The debt-equity bias can encourage companies to make their business decisions based on the related tax treatment, rather than on commercial considerations. This can lead to some companies choosing debt financing over equity, even if it is not the best option for them. Equity should receive similar tax treatment as debt, so that companies can consider both options on an equal footing and choose the source of financing that is best for their business-model.

What are the advantages of tackling the debt-equity bias?

Addressing the debt-equity bias could contribute to the re-equitisation of companies, making them stronger and more resilient to shocks. Equity is also particularly important for fast-growing innovative companies in their early stages and for companies that wish to expand globally.

The green and digital transitions require new investments in innovative technologies. More than 50% of green investment in the coming years is estimated to come from new technologies, requiring more risk financing. Equity will therefore have an important role in fostering the sustainable transition towards a greener economy and in Europe's overall growth and economic stability.

What is the European Commission proposing?

The Commission's proposal will create a level playing field for debt and equity, from a tax perspective, thereby removing taxation as a factor which can influence companies' funding decisions. The proposal would make new equity tax deductible, just as debt currently is.

A more favourable rate of deduction is proposed for SMEs, given that they have more difficulty in accessing equity markets than larger companies.

How will this work in practice?

The equity allowance would be computed based on the difference between net equity at the end of the current tax year and net equity at the end of the previous tax year, multiplied by a notional interest rate. This means that the allowance would be granted only for the sum of equity increases over a specific year.

The notional interest rate is the 10-year risk-free interest rate for the relevant currency, and increased by a risk premium of 1% or, in the case of SMEs, a risk premium of 1,5%.

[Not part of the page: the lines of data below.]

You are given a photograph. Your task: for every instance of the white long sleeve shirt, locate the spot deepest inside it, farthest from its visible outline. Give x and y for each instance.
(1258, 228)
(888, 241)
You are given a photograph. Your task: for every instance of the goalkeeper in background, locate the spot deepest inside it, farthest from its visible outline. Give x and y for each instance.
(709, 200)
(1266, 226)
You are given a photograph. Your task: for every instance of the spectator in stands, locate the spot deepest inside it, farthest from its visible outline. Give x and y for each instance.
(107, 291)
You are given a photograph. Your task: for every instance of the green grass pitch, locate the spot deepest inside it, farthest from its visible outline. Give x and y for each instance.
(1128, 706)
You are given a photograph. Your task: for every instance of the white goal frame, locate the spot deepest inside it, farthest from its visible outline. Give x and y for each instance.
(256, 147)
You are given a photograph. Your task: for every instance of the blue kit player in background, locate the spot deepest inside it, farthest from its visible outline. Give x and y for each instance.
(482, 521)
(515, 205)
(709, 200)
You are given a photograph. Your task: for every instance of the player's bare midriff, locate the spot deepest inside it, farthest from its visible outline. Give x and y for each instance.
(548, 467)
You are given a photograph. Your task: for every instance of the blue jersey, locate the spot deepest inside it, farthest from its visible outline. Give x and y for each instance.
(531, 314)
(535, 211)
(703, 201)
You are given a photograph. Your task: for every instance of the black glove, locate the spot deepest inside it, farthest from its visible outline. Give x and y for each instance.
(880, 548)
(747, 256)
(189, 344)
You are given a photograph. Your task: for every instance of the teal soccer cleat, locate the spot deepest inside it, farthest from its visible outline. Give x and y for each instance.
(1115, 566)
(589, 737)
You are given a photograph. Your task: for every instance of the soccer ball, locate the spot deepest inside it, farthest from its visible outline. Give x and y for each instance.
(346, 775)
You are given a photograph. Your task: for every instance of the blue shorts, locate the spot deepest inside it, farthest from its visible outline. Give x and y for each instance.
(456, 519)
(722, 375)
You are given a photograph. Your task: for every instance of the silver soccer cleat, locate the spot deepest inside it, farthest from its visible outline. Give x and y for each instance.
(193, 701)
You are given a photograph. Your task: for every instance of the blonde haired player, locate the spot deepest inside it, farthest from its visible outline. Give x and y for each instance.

The allowance on equity is deductible for 10 consecutive tax years, as long as it does not exceed 30% of the taxpayer's taxable income.

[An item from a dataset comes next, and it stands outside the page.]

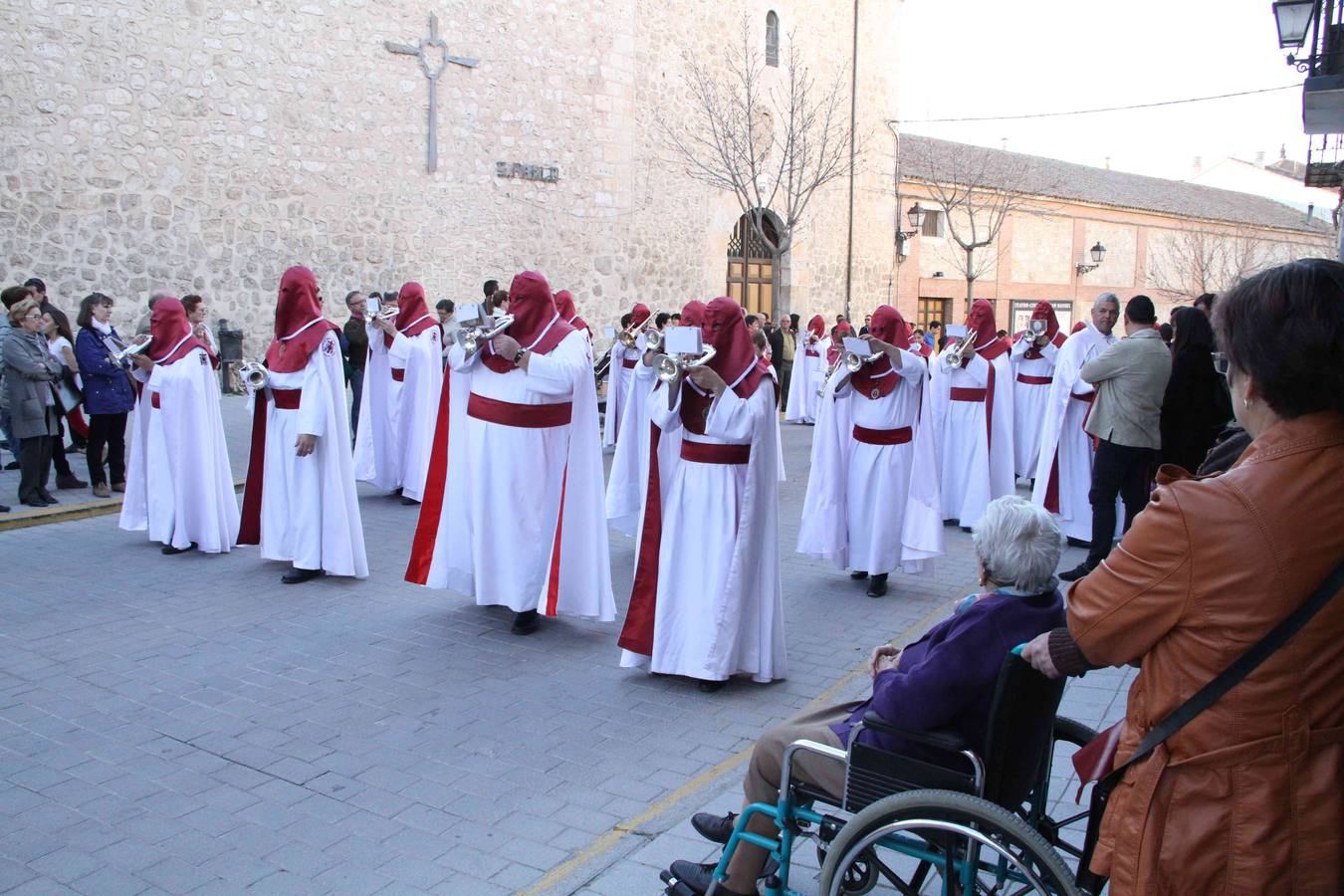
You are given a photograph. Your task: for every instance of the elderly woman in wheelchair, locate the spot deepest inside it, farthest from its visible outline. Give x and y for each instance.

Moreover, if the allowance on equity is higher than the taxpayer's net taxable income, the taxpayer may carry forward the excess of allowance on equity without a time limitation.

Taxpayers will also be able to carry forward their unused allowance on equity which exceeds the 30% of taxable income, for a maximum of 5 tax years.

Lastly, the proposal introduces a reduction of debt interest deductibility by 15%, so to better mitigate the debt-equity bias, not only from the equity side but also from the debt side.

How does this fit into the wider Commission tax agenda?

In May 2021, the Commission published its Communication on Business Taxation for the 21st Century, which sets out a long-term vision to provide a fair and sustainable business environment and EU tax system, as well as targeted measures to promote productive investment and entrepreneurship and ensure effective taxation. DEBRA was one of the actions proposed to help businesses left vulnerable by the COVID crisis, preventing insolvencies and instability.

The proposal also contributes to the EU's Capital Markets Union Action Plan (CMU), which aims at helping companies raise the capital they need, particularly as they navigate the post-pandemic period. The CMU incentivises long-term investments to foster the sustainable and digital transition of the EU economy.